Preparation of RNA aptamers for in vitro assays

Selected sequences were amplified by PCR using N40 and N30 primer sets. The PCR products were purified on a 12% polyacrylamide gel (PAGE) and used for in vitro transcription templates. Following transcription, DNA was removed with RNase-free DNase I (1 Unit/μg of template DNA). The RNA was extracted by phenol/chloroform treatment and recovered by ethanol precipitation in the presence of 0.3 M sodium acetate, pH 6.5. The RNA pellet was rinsed with 70% ethanol, dried, and dissolved in water and passed into spine column (Micro Bio-spine column P-30, BioRad). RNA transcripts used for filter-binding analysis were synthesized in the presence of [α-32P]CTP (800 Ci/mmole) to a specific activity of 2 × 1017 cpm/mole RNA, and purified as mentioned above.

RNA structure analysis

RNA secondary structure was probed by RNase digestion as described (Kiga et al. 1998). The 3’ end of selected RNA (∼0.3 μM) was labeled with T4 RNA ligase (TaKaRa Co.) in the presence of 0.3 μM of [α-32P]pCp (3000 Ci/mmole) in 10 μL reaction buffer. Alkaline digestion was performed in 10 μL of 50 mM sodium carbonate (pH 9.0), 1 mM EDTA for 3 min at 90°C. The labeled RNA (∼0.01 μM) was heated at 85°C, then slowly cooled to room temperature in buffer A, and incubated with increasing amounts of RNase T1 or RNase A for 3 min at room temperature.
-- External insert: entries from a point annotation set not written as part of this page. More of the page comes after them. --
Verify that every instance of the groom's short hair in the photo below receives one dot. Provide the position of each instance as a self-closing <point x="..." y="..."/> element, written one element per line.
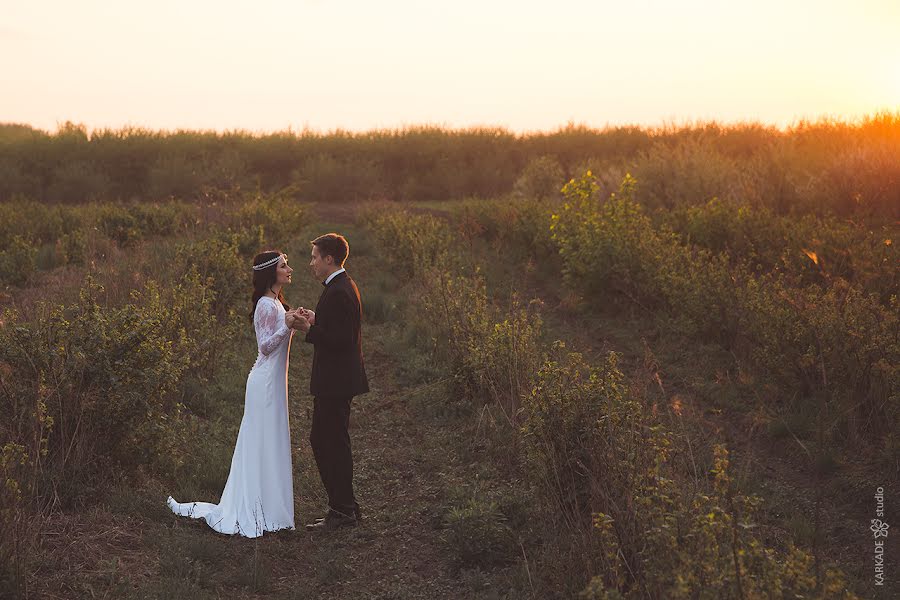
<point x="334" y="245"/>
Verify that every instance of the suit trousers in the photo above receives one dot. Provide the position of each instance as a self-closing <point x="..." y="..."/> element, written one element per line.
<point x="330" y="441"/>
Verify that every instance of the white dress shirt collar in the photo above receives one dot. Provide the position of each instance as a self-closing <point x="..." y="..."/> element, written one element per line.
<point x="333" y="275"/>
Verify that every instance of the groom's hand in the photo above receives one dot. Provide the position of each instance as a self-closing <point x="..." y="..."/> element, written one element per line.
<point x="302" y="324"/>
<point x="308" y="315"/>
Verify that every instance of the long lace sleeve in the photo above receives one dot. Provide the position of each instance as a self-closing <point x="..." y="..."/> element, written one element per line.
<point x="270" y="327"/>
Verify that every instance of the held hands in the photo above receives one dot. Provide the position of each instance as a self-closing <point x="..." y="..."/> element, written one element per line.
<point x="308" y="315"/>
<point x="298" y="319"/>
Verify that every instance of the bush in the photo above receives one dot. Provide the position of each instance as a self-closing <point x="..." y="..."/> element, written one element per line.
<point x="540" y="180"/>
<point x="91" y="392"/>
<point x="18" y="261"/>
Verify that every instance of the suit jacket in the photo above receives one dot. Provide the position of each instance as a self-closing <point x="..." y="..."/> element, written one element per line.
<point x="338" y="369"/>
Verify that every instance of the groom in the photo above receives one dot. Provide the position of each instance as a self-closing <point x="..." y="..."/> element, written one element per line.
<point x="338" y="374"/>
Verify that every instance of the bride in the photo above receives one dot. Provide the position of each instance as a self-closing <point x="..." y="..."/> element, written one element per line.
<point x="259" y="493"/>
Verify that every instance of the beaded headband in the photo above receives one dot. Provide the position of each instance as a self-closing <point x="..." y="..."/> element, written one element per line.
<point x="269" y="263"/>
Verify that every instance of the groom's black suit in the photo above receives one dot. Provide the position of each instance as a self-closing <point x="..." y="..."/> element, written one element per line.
<point x="338" y="374"/>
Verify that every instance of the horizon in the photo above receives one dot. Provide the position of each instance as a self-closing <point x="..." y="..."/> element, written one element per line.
<point x="660" y="128"/>
<point x="312" y="66"/>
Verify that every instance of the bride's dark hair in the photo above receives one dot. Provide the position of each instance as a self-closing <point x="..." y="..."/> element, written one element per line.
<point x="264" y="279"/>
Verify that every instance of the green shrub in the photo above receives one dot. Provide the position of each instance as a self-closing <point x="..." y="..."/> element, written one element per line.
<point x="478" y="533"/>
<point x="18" y="261"/>
<point x="91" y="391"/>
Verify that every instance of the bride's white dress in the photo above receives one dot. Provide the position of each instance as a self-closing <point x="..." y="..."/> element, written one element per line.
<point x="259" y="494"/>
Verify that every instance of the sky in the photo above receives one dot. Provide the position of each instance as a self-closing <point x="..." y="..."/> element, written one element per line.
<point x="271" y="65"/>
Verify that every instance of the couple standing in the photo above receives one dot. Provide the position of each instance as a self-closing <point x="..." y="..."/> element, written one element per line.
<point x="259" y="493"/>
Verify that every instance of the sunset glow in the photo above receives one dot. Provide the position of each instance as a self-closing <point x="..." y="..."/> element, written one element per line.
<point x="273" y="65"/>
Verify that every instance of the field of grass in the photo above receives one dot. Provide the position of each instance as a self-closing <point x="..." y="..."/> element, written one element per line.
<point x="674" y="376"/>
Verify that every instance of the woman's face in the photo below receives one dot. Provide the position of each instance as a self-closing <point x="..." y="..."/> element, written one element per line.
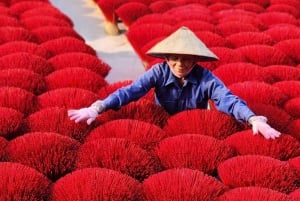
<point x="181" y="65"/>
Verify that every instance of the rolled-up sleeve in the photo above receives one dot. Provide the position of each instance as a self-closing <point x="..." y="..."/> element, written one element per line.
<point x="224" y="100"/>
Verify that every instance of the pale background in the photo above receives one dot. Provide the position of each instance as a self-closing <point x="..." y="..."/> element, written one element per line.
<point x="114" y="50"/>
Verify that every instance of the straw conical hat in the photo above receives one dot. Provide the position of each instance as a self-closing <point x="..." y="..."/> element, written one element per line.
<point x="182" y="41"/>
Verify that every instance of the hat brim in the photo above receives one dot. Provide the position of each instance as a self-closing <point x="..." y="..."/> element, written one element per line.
<point x="183" y="42"/>
<point x="198" y="58"/>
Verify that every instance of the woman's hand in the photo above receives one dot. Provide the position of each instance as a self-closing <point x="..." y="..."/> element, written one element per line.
<point x="260" y="125"/>
<point x="88" y="114"/>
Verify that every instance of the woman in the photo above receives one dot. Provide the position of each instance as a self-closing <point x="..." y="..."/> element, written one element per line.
<point x="180" y="84"/>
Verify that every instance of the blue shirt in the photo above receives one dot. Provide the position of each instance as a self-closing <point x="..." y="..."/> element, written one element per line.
<point x="199" y="87"/>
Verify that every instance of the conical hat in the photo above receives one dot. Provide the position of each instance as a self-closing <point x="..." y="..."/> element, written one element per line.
<point x="182" y="41"/>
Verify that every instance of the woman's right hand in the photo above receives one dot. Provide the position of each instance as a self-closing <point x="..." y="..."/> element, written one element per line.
<point x="88" y="114"/>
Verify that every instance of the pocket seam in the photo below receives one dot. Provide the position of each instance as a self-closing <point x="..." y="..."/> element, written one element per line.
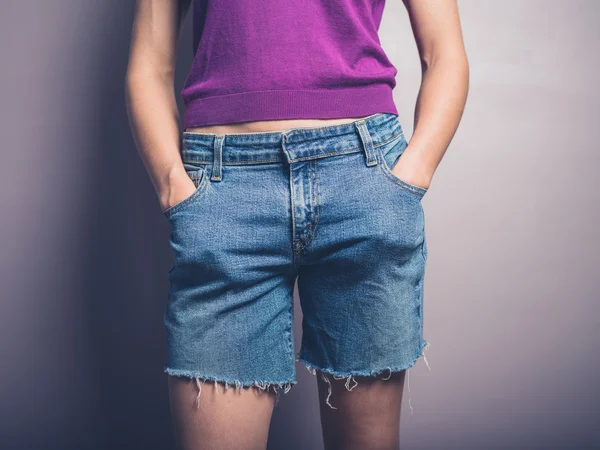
<point x="413" y="189"/>
<point x="200" y="187"/>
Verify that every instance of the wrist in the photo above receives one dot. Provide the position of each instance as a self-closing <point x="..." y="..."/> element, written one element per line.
<point x="169" y="181"/>
<point x="412" y="168"/>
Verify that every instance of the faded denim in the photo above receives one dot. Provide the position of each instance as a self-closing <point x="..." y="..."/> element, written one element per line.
<point x="318" y="203"/>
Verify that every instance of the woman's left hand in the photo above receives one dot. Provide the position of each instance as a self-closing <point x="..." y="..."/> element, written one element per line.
<point x="412" y="170"/>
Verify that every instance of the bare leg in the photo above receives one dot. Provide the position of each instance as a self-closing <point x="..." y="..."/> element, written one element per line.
<point x="368" y="416"/>
<point x="225" y="420"/>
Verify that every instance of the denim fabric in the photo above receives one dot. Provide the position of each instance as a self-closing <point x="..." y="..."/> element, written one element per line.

The resulting digests were subjected to an 8% PAGE in the presence of 7 M urea.

RNA aptamer variants

Point mutants of selected RNA were obtained by mutagenic PCR with 0.75 mM MnCl2 against cDNA of RNA clone no. 20. PCR products were cloned into pGEM-T Easy vector (Promega) and sequenced. Deletion variants of clone no. 20 were manipulated by PCR using designed primers: Δ9, 5′-TAATACGACTCAC TATAGGGAGACAAGAATAAACGCTCAA-3′ and 5′-GAGCC TCCTGTCGAATCTA-3′; Δ6Δ23, 5′-TAATACGACTCACTATA GGGAAGGGGACCGCGCCCC-3′ and 5′-TATGAGCCTCCT GTCG-3′. Truncated RNA segments of Δ6Δ23 were synthesized by the in vitro transcription using T7 primer (5′-GAATT TAATACGACTCACTATAG-3′) from oligonucleotide templates: that is, 5′-GGGGCGCGGTCCCCTATAGTGAGTCGTATTAAA TTC-3′ for the 5′-terminal 14-base RNA (referred to as 5′R14), and 5′-TGTGAGCCTCCTGTCGAATGTATCTTTAGGAATCAC TCACCCTATAGTGAGTCGTATTAAATTC-3′ for the 3′-terminal 41-base RNA (referred to as 3′R41).

Filter-binding analysis

Nitrocellulose retention assays were performed essentially as described (Méthot et al. 1994). Briefly, indicated amounts of proteins were mixed with ∼0.18 pmole of 32P-labeled RNA substrate in 50 μL of buffer A containing 10 μg/mL tRNA. The mixture was incubated for 30 min at 25°C and filtered through a pre-soaked nitrocellulose membrane (0.45 μm pore size; type HA; Millipore). The filter was washed with 1 mL of buffer A containing 10 μg/mL tRNA, dried, and retained radioactivity was quantitated by scintillation counting. Each point is corrected for the amount of RNA retained in the absence of protein, which was typically <1% of the RNA input. The data sets were calculated using the software package Kaleida Graph (Synergy Software).

Assay for ATP hydrolysis

eIF4A protein (1 μM) was mixed with RNA aptamer (after refolding) in solution (10 μL) containing 20 mM Tris-HCl (pH 7.6), 80 mM potassium acetate, and 2.5 mM magnesium acetate. The mixture was pre-incubated at room temperature for 15 min, and after addition of 37.5 A260 units of poly(A) and 1.25 μCi of [γ-32P]ATP (6000 Ci/mmole), the reaction mixture was incubated at 37°C for 60 min. Released inorganic phosphate (32Pi) was counted as described (Pause and Sonenberg 1992).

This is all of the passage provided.